As you reflect on this past year while continuing to care for young children, here are three quick tips for teaching during challenging times. The tips included below are each from different articles and education resources that you might enjoy exploring when time allows.
“Let yourself off the hook”
Christine Elgersma, is a senior editor of social media and learning resources at Common Sense Media, as well as a parent and a former teacher. In an interview with Edsurge, Elgersma said…
“for teachers, it’s really important to let yourself off the hook a little bit. It’s not going to be perfect. And I think there are lessons within the lessons…When there are problems, we [can be] modeling problem solving. If there are glitches, we’re modeling perseverance. So I think there are a lot of ways that this experience can be instructive in ways we might not expect and might not be part of the set curriculum.”
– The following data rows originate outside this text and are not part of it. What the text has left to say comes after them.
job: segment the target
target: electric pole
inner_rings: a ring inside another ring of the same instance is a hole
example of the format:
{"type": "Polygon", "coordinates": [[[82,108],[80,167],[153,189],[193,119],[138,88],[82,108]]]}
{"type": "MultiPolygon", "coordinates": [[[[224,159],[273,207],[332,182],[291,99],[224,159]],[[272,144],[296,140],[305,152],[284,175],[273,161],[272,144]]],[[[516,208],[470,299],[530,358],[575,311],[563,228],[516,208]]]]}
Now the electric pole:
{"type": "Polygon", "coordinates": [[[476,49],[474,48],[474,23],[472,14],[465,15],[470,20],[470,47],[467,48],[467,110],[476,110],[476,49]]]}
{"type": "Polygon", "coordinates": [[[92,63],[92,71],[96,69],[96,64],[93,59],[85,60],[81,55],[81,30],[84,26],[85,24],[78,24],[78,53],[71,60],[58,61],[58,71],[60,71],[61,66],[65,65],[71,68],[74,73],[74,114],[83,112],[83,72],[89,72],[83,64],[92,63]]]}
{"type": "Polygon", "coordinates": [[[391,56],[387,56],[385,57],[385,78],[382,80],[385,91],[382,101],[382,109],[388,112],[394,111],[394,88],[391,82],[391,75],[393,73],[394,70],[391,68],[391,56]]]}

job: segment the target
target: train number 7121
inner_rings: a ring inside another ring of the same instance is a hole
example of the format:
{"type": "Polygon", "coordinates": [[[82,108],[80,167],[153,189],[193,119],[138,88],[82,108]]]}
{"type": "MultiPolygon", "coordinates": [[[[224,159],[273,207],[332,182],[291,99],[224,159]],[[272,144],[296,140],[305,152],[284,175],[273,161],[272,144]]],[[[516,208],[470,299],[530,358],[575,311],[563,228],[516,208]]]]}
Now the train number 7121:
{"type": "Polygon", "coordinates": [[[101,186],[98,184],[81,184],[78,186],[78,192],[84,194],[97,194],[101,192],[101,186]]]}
“Be compassionate with yourself”
Darri Stevens is a former Teach for America corps member and a seasoned educator with Masters degrees in Education from both Harvard University and Stanford University. In an article for Resilient Educator, Stevens reminds educators…
“Nothing is normal right now, so throw your usual day-to-day expectations out the window. In overwhelming times, there is much to struggle with when it comes to changes and the unknowns. It becomes easy to think negatively about yourself or your decisions. In a time of crisis, you need to give yourself space to regroup and reset.”
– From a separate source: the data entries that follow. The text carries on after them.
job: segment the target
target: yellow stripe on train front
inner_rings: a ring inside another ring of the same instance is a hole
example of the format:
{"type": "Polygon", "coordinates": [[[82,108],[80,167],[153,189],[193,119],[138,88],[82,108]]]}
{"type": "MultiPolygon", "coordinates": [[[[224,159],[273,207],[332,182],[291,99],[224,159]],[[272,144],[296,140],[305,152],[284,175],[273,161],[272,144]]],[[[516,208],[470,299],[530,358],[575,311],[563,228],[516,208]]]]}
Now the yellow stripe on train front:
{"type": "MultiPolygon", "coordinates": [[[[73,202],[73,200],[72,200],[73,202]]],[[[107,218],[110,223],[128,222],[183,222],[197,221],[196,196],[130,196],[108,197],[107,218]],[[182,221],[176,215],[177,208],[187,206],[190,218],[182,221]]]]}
“Don’t take anything personally”
Melissa Roy is an instructional coach and has been a teacher for over 20 years. In her article for Edutopia, Roy writes…
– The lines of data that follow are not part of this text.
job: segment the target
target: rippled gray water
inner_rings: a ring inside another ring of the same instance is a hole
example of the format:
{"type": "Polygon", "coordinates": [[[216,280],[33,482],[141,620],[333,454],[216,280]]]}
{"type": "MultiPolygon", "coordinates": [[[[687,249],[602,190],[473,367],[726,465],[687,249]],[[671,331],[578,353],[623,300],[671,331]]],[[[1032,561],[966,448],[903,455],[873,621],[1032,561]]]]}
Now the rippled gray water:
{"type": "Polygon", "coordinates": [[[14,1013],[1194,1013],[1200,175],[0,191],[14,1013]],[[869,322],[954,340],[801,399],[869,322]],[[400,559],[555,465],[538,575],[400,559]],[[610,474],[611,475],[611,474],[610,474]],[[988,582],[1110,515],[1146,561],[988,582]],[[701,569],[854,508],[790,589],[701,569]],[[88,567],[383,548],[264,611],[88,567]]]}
“Occasional conflict is inevitable, a by-product of being human. But I always have a choice about the degree to which I am willing to participate in conflict… Nothing that others say or do is about me. It’s a liberating idea. I strive to lead with compassion and acceptance in my classroom, two keys to cultivating positive relationships with students. But when kids get angry, which happens sometimes despite my best efforts, I try not to get down on myself or take offense.”